'Mauritius, Singapore account for 50 p.c. of total FDI into India'

"Structural fundamentals will be good as the government is trying to weed out the twists in tax structures."

May 12, 2016 07:27 pm | Updated September 12, 2016 12:37 pm IST - Chennai

Aarthi Sivanandh,Partner, JSA, a leading law firm in the country, shares her thought on the amendment to the bilateral Double Taxation Avoidance Treaty with Mauritius, its impact on foreign investment flow, and the future direction. Excerpts:

What could be the near-term impact of amendment to the bilateral Double Taxation Avoidance Treaty with Mauritius on foreign investment?

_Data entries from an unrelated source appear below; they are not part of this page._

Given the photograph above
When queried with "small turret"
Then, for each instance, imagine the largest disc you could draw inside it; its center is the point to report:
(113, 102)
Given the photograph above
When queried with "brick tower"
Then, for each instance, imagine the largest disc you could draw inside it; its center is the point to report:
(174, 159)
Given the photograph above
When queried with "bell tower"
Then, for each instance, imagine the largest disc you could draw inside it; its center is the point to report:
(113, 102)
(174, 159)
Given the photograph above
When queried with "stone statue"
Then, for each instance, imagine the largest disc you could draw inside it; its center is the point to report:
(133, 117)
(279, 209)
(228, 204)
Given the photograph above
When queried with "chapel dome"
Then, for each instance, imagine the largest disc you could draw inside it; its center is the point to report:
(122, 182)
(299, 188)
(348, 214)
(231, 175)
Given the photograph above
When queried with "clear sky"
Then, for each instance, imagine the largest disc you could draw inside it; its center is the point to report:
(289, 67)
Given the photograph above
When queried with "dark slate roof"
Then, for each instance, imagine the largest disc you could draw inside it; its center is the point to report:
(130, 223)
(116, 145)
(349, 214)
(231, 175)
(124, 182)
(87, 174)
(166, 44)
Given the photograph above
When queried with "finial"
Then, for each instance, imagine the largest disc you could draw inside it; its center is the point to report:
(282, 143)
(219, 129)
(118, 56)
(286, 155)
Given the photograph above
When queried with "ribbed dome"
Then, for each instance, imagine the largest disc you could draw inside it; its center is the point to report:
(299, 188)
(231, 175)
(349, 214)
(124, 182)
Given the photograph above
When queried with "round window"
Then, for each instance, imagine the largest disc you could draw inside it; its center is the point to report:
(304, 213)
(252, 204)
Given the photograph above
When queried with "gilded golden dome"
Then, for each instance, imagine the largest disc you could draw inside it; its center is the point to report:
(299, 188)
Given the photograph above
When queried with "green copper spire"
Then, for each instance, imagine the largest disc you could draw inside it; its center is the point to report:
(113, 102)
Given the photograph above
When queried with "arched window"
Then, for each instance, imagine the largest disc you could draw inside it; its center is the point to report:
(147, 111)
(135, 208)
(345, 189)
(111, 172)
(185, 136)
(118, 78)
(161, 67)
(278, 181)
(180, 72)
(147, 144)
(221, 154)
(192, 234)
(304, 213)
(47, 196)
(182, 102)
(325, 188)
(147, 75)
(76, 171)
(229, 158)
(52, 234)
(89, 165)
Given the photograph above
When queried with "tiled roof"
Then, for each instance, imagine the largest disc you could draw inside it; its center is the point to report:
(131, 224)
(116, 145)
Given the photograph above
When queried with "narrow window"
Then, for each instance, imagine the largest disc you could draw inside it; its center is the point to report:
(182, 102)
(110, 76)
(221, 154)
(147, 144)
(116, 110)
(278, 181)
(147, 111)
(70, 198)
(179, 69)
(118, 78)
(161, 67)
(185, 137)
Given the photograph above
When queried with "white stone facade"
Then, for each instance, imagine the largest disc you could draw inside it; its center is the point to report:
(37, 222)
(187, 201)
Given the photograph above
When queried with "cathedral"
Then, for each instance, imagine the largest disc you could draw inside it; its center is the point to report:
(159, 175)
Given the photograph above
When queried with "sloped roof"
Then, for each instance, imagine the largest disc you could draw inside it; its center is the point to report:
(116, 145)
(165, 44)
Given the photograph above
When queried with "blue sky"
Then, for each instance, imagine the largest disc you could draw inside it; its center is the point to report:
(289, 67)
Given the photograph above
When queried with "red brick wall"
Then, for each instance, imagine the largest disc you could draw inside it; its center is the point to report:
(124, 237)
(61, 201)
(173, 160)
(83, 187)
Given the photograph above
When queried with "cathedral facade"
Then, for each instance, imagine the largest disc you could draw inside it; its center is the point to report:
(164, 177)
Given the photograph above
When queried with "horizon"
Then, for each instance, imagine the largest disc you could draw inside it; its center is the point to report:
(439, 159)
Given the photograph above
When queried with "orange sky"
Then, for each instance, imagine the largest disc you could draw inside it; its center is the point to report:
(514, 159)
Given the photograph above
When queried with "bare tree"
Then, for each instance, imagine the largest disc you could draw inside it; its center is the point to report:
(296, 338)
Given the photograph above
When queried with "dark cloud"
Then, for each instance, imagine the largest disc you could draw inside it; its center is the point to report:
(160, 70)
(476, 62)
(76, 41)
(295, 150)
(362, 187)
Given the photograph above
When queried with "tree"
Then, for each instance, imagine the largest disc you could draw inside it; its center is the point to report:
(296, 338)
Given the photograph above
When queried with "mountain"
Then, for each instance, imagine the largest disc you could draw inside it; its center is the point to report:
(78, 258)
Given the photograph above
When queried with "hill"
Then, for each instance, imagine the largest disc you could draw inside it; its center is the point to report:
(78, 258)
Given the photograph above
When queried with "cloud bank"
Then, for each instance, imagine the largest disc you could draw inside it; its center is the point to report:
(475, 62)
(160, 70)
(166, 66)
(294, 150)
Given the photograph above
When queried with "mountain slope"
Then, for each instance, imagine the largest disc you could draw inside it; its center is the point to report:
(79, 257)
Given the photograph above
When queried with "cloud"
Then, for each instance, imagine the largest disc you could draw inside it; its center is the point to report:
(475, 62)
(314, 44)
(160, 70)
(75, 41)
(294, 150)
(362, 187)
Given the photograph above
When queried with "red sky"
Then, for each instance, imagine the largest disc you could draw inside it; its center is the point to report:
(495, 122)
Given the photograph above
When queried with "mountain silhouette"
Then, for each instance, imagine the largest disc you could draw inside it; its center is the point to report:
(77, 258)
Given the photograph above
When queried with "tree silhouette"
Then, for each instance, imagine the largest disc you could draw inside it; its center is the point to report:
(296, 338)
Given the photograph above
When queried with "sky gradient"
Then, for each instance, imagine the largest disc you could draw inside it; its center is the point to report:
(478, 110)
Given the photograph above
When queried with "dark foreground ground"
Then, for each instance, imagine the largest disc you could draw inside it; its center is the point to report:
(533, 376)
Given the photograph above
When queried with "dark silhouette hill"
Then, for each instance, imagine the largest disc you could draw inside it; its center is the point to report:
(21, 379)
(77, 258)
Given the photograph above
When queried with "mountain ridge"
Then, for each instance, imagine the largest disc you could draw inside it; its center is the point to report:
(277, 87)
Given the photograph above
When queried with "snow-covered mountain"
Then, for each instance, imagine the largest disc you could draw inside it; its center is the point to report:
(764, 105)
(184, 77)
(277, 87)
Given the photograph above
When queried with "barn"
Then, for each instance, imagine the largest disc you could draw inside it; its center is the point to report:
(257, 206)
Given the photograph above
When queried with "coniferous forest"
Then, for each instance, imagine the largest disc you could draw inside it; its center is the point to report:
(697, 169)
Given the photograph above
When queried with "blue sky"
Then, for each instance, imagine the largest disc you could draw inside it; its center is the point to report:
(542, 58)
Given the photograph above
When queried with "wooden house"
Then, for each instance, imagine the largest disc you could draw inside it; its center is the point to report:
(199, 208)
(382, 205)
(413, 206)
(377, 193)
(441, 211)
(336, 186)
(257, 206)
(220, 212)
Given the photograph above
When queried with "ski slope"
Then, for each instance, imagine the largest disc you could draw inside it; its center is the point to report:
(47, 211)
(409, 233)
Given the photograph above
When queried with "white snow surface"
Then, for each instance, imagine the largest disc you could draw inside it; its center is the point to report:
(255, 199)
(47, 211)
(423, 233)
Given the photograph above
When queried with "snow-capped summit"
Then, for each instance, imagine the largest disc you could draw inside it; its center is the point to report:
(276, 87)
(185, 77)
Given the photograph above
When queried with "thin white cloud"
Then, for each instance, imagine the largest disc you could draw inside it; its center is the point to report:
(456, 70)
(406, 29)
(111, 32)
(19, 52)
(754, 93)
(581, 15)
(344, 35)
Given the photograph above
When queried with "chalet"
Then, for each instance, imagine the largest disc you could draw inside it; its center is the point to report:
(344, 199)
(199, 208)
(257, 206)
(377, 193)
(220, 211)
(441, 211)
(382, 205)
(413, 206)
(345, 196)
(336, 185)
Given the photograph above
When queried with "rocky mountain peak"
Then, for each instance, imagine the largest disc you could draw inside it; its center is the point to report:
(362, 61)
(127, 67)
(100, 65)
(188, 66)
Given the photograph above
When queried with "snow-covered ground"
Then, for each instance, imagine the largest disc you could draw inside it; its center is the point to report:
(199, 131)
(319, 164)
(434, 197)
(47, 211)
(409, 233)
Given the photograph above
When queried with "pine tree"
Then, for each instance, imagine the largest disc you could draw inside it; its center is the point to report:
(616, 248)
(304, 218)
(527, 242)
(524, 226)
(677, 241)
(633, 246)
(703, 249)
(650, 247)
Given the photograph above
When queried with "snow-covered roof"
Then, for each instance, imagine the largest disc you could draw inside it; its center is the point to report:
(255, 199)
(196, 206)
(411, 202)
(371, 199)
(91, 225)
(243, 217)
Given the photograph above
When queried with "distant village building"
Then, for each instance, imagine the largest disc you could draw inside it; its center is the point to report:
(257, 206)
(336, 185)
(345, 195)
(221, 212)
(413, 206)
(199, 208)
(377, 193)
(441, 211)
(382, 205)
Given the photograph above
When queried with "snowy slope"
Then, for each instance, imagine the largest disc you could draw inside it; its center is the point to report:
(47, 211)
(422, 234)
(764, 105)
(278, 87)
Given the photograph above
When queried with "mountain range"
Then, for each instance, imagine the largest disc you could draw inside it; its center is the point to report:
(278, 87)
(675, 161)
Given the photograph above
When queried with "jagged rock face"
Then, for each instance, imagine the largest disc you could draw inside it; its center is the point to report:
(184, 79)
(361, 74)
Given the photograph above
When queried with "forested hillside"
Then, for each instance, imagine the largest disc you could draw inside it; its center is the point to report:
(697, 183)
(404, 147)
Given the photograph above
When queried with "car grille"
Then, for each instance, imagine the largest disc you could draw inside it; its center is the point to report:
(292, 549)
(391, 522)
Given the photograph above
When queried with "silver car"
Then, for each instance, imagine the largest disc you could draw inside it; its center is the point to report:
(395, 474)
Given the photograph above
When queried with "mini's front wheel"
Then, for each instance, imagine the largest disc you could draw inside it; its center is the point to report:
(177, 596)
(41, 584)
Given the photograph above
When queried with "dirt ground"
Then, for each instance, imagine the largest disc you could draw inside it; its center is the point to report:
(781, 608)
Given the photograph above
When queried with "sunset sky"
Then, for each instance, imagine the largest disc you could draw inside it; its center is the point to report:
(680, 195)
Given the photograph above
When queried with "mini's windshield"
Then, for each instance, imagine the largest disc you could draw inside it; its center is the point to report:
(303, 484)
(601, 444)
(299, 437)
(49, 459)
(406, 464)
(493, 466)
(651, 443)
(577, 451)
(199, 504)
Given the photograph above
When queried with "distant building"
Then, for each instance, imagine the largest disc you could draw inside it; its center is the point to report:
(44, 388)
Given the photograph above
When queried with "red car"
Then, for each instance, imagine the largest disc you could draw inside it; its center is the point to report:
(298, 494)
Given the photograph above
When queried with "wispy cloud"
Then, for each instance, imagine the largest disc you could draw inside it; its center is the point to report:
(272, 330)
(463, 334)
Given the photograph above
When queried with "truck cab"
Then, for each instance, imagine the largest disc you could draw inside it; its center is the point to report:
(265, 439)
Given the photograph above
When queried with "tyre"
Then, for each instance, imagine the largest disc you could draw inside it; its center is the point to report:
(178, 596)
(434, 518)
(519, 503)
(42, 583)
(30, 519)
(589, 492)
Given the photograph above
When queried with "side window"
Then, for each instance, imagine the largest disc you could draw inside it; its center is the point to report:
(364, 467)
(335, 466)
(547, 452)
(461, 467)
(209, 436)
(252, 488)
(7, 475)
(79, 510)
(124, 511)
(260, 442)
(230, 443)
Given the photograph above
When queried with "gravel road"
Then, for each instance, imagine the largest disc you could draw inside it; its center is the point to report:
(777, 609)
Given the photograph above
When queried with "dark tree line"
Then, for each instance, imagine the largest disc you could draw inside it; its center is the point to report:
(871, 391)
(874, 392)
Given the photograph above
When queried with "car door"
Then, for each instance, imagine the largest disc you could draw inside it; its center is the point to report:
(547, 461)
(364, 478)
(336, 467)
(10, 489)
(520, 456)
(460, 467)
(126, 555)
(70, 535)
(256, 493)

Mauritius and Singapore accounted for 50 per cent of total FDI (foreign direct investment) into India over the last 15 years. Mauritius accounts for 20 per cent of the total FPI (foreign portfolio investment) equity AUM (asset under management) and 16 per cent of total FPI debt AUM. Singapore accounts for 8 per cent of the total FPI equity AUM and 28 per cent of total FPI debt AUM. Investments will rise before March 31, 2017 to gain advantage of the tax benefits situation.

Will this see India lose its shine as an investment destination?

No, I don’t think so. It will attract meaningful capital anyway as the investment decisions are based on fundamental strength of the economy and structural reforms based on sectors chosen for investment and not only on tax saving differentials. These amendments will not settle live and retrospective tax disputes but will work to provide certainty for prospective investments. The OECD (Organisation of Economic Co-operation and Development) has developed an action plan to help countries prevent base erosion and profit shifting (BEPS) and ensure that multi-national corporations pay tax where they undertake economic activities and earn profits. India has committed to this in the G-20 platform, and has now followed suit. Funds will have to work with higher pre-tax IRR (internal rate of return) to cover cost of capital. This won’t change their underlying reasons for investment in India as a preferred destination.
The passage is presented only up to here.